The latest index data from real estate firm CoreLogic reveals that month on month prices fell 0.4% in capital cities to an average of $656,161 and nationally they were down 0.3% to $548,817. But in the regions prices were up 0.2% to $355,994.
The biggest month on month fall was in Sydney with a decline of 0.9% to $895,342 but prices are still 3.1% above a year ago, along with Darwin where prices also fell 0.9% to $424,901 with values now down 6.5% year on year.
Prices fell by 0.2% in Melbourne to £720,417 but are 8.9% higher than a year ago, and in Perth they fell by 0.1% to $463,886 and are now 2.3% lower than December 2016. Prices were flat in Brisbane month on month at $491,391 and are 12.1% above a year ago.
A few cities saw prices rise marginally month on month with values up 1.5% in Hobart to $403,800 and by 0.2% in Canberra and Adelaide to $591,011 and $432,772 respectively. Prices in Hobart are up 17.8% year on year, the biggest annual growth, and up annually by 9.6% in Canberra and by 7.4% in Adelaide.
The transition towards weaker housing market conditions has been clear but gradual and is likely to continue throughout 2018 according to CoreLogic head of research Tim Lawless.
‘From a macro perspective, late 2016 marked a peak in the pace of capital gains across Australia with national dwelling values rising at the rolling quarterly pace of 3.7% over the three months to November,’ he said.
‘In 2017 we saw growth rates and transactional activity gradually lose steam, with national month-on-month capital gains slowing to 0% in October and November before turning negative in December,’ he added.

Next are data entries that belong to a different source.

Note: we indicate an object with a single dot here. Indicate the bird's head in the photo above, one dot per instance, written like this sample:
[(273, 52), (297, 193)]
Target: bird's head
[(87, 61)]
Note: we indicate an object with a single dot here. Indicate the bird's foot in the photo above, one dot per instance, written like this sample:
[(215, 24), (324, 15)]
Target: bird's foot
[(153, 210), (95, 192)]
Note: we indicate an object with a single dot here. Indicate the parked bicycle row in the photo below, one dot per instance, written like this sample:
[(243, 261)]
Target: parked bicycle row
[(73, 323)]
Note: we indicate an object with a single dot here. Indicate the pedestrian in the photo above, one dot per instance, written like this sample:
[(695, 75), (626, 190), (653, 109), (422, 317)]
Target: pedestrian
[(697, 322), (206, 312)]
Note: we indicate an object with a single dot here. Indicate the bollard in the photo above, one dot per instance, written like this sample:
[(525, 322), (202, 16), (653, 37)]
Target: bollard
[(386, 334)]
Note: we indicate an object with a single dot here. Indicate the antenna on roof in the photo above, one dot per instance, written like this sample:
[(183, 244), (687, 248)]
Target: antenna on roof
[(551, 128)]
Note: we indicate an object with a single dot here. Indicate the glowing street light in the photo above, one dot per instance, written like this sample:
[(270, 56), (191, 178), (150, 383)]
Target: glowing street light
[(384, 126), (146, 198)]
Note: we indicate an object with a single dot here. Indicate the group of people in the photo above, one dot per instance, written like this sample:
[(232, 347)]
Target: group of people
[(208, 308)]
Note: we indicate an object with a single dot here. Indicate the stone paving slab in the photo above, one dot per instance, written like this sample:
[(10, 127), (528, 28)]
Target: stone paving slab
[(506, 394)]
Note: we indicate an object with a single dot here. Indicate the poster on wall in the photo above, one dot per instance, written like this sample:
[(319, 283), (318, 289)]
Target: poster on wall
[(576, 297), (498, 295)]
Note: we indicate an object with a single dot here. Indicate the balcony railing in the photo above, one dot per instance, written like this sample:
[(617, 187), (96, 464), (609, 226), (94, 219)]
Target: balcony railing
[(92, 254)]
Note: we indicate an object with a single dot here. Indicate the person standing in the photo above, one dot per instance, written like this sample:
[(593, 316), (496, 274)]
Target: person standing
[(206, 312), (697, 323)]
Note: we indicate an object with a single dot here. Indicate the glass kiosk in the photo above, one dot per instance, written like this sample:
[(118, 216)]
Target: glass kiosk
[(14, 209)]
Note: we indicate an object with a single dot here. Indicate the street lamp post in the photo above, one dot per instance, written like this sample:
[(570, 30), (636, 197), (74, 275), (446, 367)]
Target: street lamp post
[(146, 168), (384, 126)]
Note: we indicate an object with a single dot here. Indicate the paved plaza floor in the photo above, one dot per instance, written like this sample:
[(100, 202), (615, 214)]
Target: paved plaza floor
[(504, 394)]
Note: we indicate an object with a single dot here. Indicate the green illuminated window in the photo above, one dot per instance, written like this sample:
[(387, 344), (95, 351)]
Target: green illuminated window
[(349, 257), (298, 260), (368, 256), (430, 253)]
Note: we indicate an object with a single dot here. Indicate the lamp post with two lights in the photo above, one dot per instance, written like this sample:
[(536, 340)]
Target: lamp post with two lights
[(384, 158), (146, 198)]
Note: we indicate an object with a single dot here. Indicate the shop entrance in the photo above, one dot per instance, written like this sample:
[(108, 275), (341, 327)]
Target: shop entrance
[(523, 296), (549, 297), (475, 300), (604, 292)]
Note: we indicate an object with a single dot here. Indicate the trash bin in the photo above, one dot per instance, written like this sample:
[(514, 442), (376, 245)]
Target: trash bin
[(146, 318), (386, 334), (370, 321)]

According to CoreLogic, the 0.3% fall in December was the catalyst for dragging the quarterly capital gains result into negative territory for the first time since the three months ending April 2016.
Nationally, values were 4.2% higher over the 2017 calendar year which is a slower pace of growth relative to 2016 when national prices rose 5.8% and in 2015 when values nationally were 9.2% higher.
Lawless confirmed that the shift to falling national prices is being driven by the capital cities, with the combined capitals tracking 0.5% lower over the December quarter, while across the combined regional areas of Australia, prices were 0.5% higher over the quarter.
Amongst the capitals, the weakest conditions are concentrated in Sydney and Darwin. ‘Sydney’s housing market has become the most significant drag on the headline growth figures,’ said Lawless.
Sydney’s annual rate of growth is now tracking at just 3.1%, a stark difference to the recent cyclical peak when values were rising at the annual rate of 17.1% only seven months ago. Despite the reversal in growth rates since August 2017, Sydney dwelling values remain 70.8% higher than their cyclical low point in February 2012.
Lawless explained that in Darwin the housing downturn is entrenched, with values trending lower since May 2014. Since the 2014 peak, Darwin prices have fallen by a cumulative 21.5%.
But he pointed out that while conditions for capital gains have been exceptionally weak across Darwin, rental prices are down by only 1.5% over the year. The substantial fall in values relative to rents has pushed Darwin rental yields to their highest level since July 2015 at 5.9% and Darwin rental yields are the highest of any capital city.